Cedar, an American-born Israeli filmmaker whose last work was the claustrophobic “Beaufort” (also an Oscar nominee), about a group of Israeli soldiers holed up in a one-time Crusader fort during the Lebanon war, has a genuine gift for atmosphere and dialogue. The basic comedy of the tense relationship between Eliezer and Uriel is sharply observed, and has a bristly, bitter undertone that isn’t funny at all. The outrageous plot twist that upends their relationship is both dreadful and hilarious, and also entirely too believable (since it derives from bureaucratic error). Let’s just say that Uriel is called upon to make an unexpected sacrifice for his father, which then blows up in his face, and the two men are left to wonder how much of their family life they’ve destroyed in the pursuit of academic glory. Does the Talmud feature a particular anecdote illustrating the principle that no good deed goes unpunished?

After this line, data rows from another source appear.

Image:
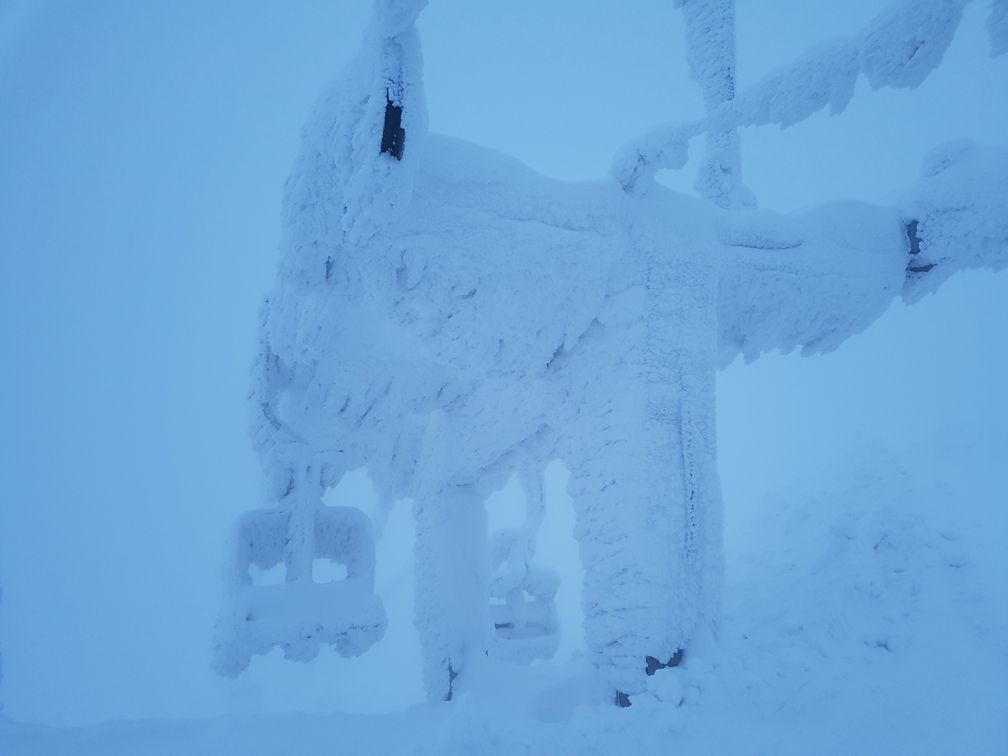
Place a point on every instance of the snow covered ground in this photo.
(868, 614)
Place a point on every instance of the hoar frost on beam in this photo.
(407, 333)
(898, 48)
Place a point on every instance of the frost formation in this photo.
(451, 319)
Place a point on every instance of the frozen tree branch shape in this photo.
(899, 48)
(447, 318)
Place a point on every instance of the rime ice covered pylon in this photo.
(447, 319)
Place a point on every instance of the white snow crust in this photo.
(451, 320)
(898, 48)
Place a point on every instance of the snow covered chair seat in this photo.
(522, 603)
(300, 614)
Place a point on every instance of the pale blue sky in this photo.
(143, 147)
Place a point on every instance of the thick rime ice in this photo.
(711, 52)
(899, 48)
(451, 320)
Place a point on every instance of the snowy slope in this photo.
(864, 616)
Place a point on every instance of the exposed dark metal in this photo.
(654, 665)
(393, 136)
(911, 235)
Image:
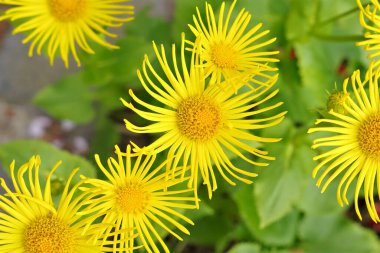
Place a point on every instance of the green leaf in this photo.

There are some distinctive moments of edgy, slapstick humor that will probably have particular resonance for Israeli viewers: A secret meeting held in a government office so small that everyone in the room must stand up whenever anyone enters or leaves, or the constant presence of security checkpoints and armed guards, who seem to have a particular fascination with the beleaguered, Job-like Eliezer. Both actors are tremendous: Bar Aba has the air of a near-boiling teakettle or an unexploded bomb, while Ashkenazi’s Uriel looks on with a mixture of bafflement, exhaustion and reluctant affection. Furthermore, “Footnote” is an Israeli film that has nothing to do with suicide bombings or cross-border invasions or the legacy of the Holocaust (except perhaps at several philosophical removes), and one with an acrid quality all its own.

“Footnote” is now playing in New York and opens March 16 in Los Angeles, with wider release to follow.